Critical reaction to Charge!! was generally positive, with many reviewers praising The Aquabats' transition in genre. Johnny Loftus of Allmusic gave the album four stars out of five, remarking that the band had "refocused its musical and ideological attack" during the six years since their previous studio album: "Intact are the pop references, zany in-jokes, and Batman villain fetishism...But Charge!! is much more rewarding musically. It doesn't loiter awkwardly between punk, pop, ska, and broad humor — it keeps the pressure on with a catchy guitar- and keyboard-driven blend of anthemic choruses and appropriately squawky elements." A review on IGN also complimented this shift in style, writing "The neo-new-wave result is superbly effective, especially considering the band's campy, Saturday-morning-cartoon feel."

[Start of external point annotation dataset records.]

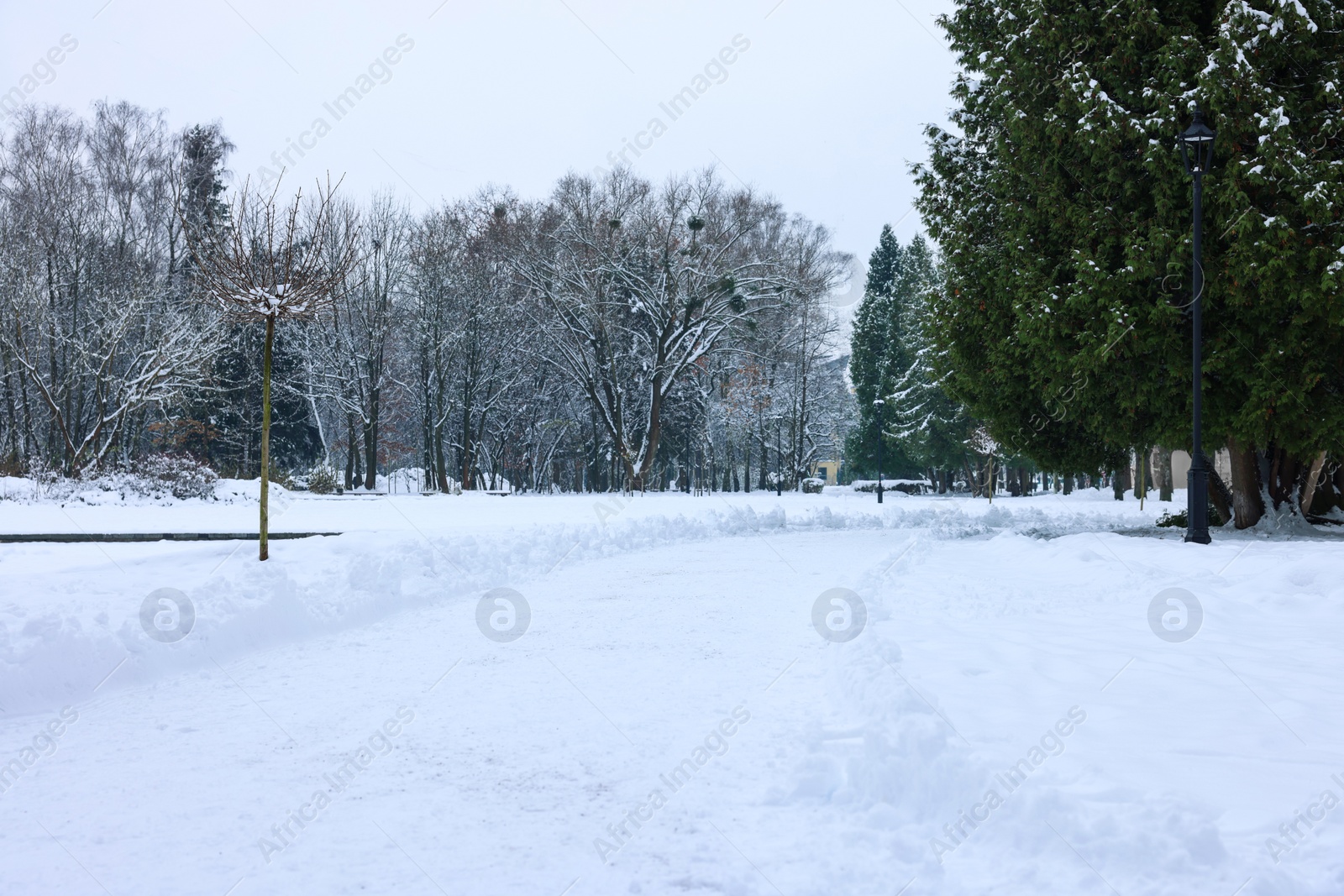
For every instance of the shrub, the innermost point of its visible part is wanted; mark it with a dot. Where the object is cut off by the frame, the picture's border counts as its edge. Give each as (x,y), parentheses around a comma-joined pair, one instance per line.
(181,476)
(322,479)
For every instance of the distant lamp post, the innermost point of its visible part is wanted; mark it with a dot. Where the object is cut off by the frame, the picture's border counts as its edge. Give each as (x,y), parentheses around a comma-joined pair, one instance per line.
(878,403)
(1196,152)
(779,456)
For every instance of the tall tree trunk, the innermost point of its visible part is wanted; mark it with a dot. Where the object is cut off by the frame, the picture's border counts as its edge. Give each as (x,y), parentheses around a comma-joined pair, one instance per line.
(371,443)
(265,434)
(349,452)
(1310,486)
(1164,473)
(1247,504)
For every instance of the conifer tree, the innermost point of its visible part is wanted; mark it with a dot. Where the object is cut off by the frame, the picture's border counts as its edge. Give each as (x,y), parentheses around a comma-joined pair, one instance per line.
(1063,215)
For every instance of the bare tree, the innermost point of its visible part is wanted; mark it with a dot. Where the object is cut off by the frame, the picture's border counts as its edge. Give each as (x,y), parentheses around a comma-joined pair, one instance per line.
(277,262)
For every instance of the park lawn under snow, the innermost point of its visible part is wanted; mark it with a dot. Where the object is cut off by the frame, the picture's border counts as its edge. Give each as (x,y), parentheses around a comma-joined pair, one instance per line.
(671,721)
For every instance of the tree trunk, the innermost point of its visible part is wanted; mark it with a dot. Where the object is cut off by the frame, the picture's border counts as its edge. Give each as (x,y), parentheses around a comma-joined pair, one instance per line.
(371,443)
(1310,488)
(1247,504)
(265,432)
(1164,473)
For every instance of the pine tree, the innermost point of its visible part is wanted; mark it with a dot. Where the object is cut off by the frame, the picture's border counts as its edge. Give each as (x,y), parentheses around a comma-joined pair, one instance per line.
(1063,215)
(932,429)
(878,358)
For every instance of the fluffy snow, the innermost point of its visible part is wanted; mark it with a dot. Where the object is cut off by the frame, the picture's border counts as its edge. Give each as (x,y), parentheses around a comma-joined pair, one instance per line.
(347,684)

Tim O'Neil of PopMatters also commented on the band's change of sound, writing that "The Aquabats' current strategic manifesto bears a strong resemblance to some of No Doubt's great late-period tactical accomplishments, especially on portions pertaining to the plague of 'Fashion Zombies!' and the propaganda manifesto 'Look at Me, I’m a Winner!'. Ironically, considering their near wholesale abandonment of the [ska] strategy, the greatest victory on Charge!! comes on the only battle to utilize the almost totally discredited Ska Force to full effect, the ebullient 'Waterslides! Jesse Raub of Punknews.org, though giving the album a four out of a possible five stars, lamented the album's lack of ska music but ultimately praised The Aquabats' humor, noting "I guess as long as the Aquabats are around, I won't be able to escape their siren song of goofiness. Strictly for the music, this album has the catchiest damn hooks I've heard in a long time. It's poppy as hell, and it definitely shows the progression of the band. You really are going to be missing out on a lot if you let this pass by you".

Professional ratings
Review scores
| Source | Rating |
| Allmusic | Star |
| Alternative Press | Star |
| IGN | 7.9/10 |
| PopMatters | 6/10 |
| Punknews.org | Star |

==Special One-Year Anniversary Edition==
In June 2006, The Aquabats released a tongue-in-cheek "First Anniversary" re-issue of Charge!!, featuring three previously unreleased bonus tracks from the original recording sessions, a DVD and brand new album art by artist Brandon Bird. Printed in a limited run, the anniversary re-issue was made available only through The Aquabats' website and live shows.

===DVD contents===
- "How About Charge!!??", a 45-minute documentary on the making of the album, featuring a track-by-track commentary by The Aquabats.
- "Fashion Zombies!" music video, with optional audio commentary by The Aquabats and producer Justin Lyon.
- "Behind the Scenesters", behind-the-scenes footage of the making of the "Fashion Zombies!" music video.
- "Charge!! Photoshoot", behind-the-scenes footage of the album cover photo shoot.
- Charge!! web teasers, a collection of in-studio teaser trailers promoting the album.
- Trading card photo gallery

==Track listing==
All songs written by The Aquabats.

| No. | Title | Length |
|---|---|---|
| 1. | "Now, Stand Back for Your Own Safety!" | 0:06 |
| 2. | "Fashion Zombies!" | 3:16 |
| 3. | "Stuck in a Movie!" | 2:48 |
| 4. | "Tiger Rider vs. the Time Sprinkler!" | 2:25 |
| 5. | "Nerd Alert!" | 3:14 |
| 6. | "Plastic Lips!" | 2:42 |
| 7. | "Look at Me (I'm a Winner)!" | 3:35 |
| 8. | "Hot Summer Nights (Won't Last Forever)!" | 3:49 |
| 9. | "Meltdown!" | 3:38 |
| 10. | "Mechanical Ape!" | 3:06 |
| 11. | "Demolition Rickshaw!" | 3:14 |
| 12. | "Waterslides!" | 3:48 |
| 13. | "Awesome Forces!" | 2:51 |

Special One-Year Anniversary Edition
| No. | Title | Length |
|---|---|---|
| 14. | "Cheeseburger Politics!" | 2:45 |
| 15. | "Video Nite!" | 2:56 |
| 16. | "Hi-Five City!" | 2:48 |

==Charts==

| Chart (2005) | Peak position |
|---|---|
| US Heatseekers Albums (Billboard) | 21 |
| US Independent Albums (Billboard) | 30 |

==Personnel==

===The Aquabats===
- The MC Bat Commander – vocals
- Crash McLarson – bass, vocals
- Chainsaw – "viking axe" guitar
- Jimmy the Robot – keyboards, vocals
- Ricky Fitness – drums, percussion, sequencing, vocals

===Production===
- Produced, engineered and mixed by Cameron Webb.
- Mastered by Gene Grimaldi at Oasis Mastering, Studio City, California.
- Recorded at Maple Studios in Santa Ana, California and Grandmaster Recorders in Hollywood, California.